ひと月前にEテレ「100分de名著」で取り上げられていたル・ボンの『群集心理』は

それなりに興味深くはあったものの、指南役に登場した武田砂鉄自ら、

要約への疑義を発して(そうなると、この番組そのものがどうよ?というのは本人も意識してましたが)

それはそれで「なるほどね」と思えたところでもあり、スタジオ・セットに組まれた書棚に並んだ武田の著作、

こちらの方が『群集心理』以上に気になってしまったものでありましたよ。

 

 

というわけで、このほど武田砂鉄『わかりやすさの罪』を手に取ってみた次第なのですけれど、

要するにこの本は…などと言い出しますと、「勝手に要約すんじゃねえよ!」てなつっこみが

著者から入りそうな気がしてしまいますなあ。

 

よくある鶏と卵の関係ではありませんが、情報の送り手と受け手の関係を考えた場合、

果たしてどちらが先なのかは分かりませんけれど、送り手の方はひたすらにわかりやすく提供し、

受け手の側もまたわかりやすく提供されることを望んでいるということでもあるようです。

 

本来、「わかりやすい」ことは必ずしもよろしくいないこととは言えないわけですが、

おそらくは、これまた資本主義が付き詰められていく中で生じた効率至上の考え方の根付きが

背景にはありましょうなあ。効率的である=無駄が無い=儲けにつながるてなわけで。

 

「わかりやすい」ことは時間の無駄を省くことになると受け止めれば、その方がありがたいとも。

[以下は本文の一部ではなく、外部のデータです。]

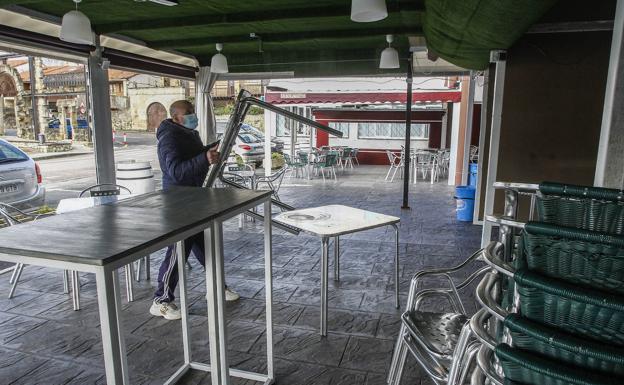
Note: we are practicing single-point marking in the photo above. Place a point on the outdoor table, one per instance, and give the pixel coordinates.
(331, 222)
(114, 235)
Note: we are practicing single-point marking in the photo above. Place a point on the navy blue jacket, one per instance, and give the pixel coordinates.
(181, 154)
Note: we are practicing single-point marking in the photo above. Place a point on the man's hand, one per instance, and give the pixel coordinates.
(212, 155)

ではありますが、それがなにごとにつけ、わかりやすくなっていないと「いけない」と、

否定の対象にされたりすることには、著者ならずとも疑問を抱くところではありましょう。

 

時に、わかりやすさは掻い摘んでという要素を含みますから、掻い摘んでわかった気になってしまうのは

本当にわかったこととは違いますし、掻い摘んでないものに接して頭を捻ったりした結果として

腑に落ちたということになれば、それこそ本当に分かったということになるのでもなかろうかと。

その考えるプロセスがより大事であろうところであるにも関わらず、それをすっとばして腑に落ちた気になる。

それがメディアなどを通じて、よりマスな形で腑に落ちた感を抱いてしまいますと、ル・ボンの言った

「群集」になってしまうのでもあろうかと思うところです。

 

同じような考えは、ちょいと前の東京新聞夕刊の記事でも見かけましたですね。

「ナレーション過多の日本」という小見出しがついた記事の部分にちと触れてみようかと。

…そこ(ドキュメンタリー映像)から何を受け取るかは見る側の自由である。本来、多義的な映像をナレーションで一義的にすることで、ドキュメンタリーの物語は飛躍的に紡ぎやすく、そして分かりやすくなるが、本来、映像が持つ現場のリアリティーやダイナミズムは減衰するのである。

一義的ということは解釈の余地が無い、これはこういうことだという以外に無いということになりますですね。

受け手の側がわかりやすさを求めるあまり、「結局、どういうことなんだ」をちゃんと提示しろと、

そんな指摘が出てくるようになってもいるようですけれど、「なんだこれ?」というものに対して頭を捻ることを

時間の無駄と考えてしまっては、「これが正しい」と言われて唯々諾々と従うばかりになってしまうのでは。

やっぱり、ル・ボンの言う「群集」の誕生を見る思いがしますですね。

 

正解は必ずしもひとつではないことについて考える。

これは、唯一つの正解があるという前提で出題される試験を乗り越えるための勉強からは生まれないとして、

本書では教育のあり方も疑問視されておりまして、それはそれでその通りではあろうものの、

教育のありようは昔の方がさらに画一的であったと思しきところながら、

ひたすらに正解を示せと求めるような、そうした風潮が多く昔からあったとも思われず。

教育のありように輪をかけてくる何かしらが作用しているのでしょうなあ。

 

言えることは(といって、何度も触れてはいることではありますが)物事を批判的に見て考えることが

大切であろうということ。今、世の中には批判的に見て考えること以上に、ただただ非難が渦巻いているような

気にもなったりしたものなのでありました。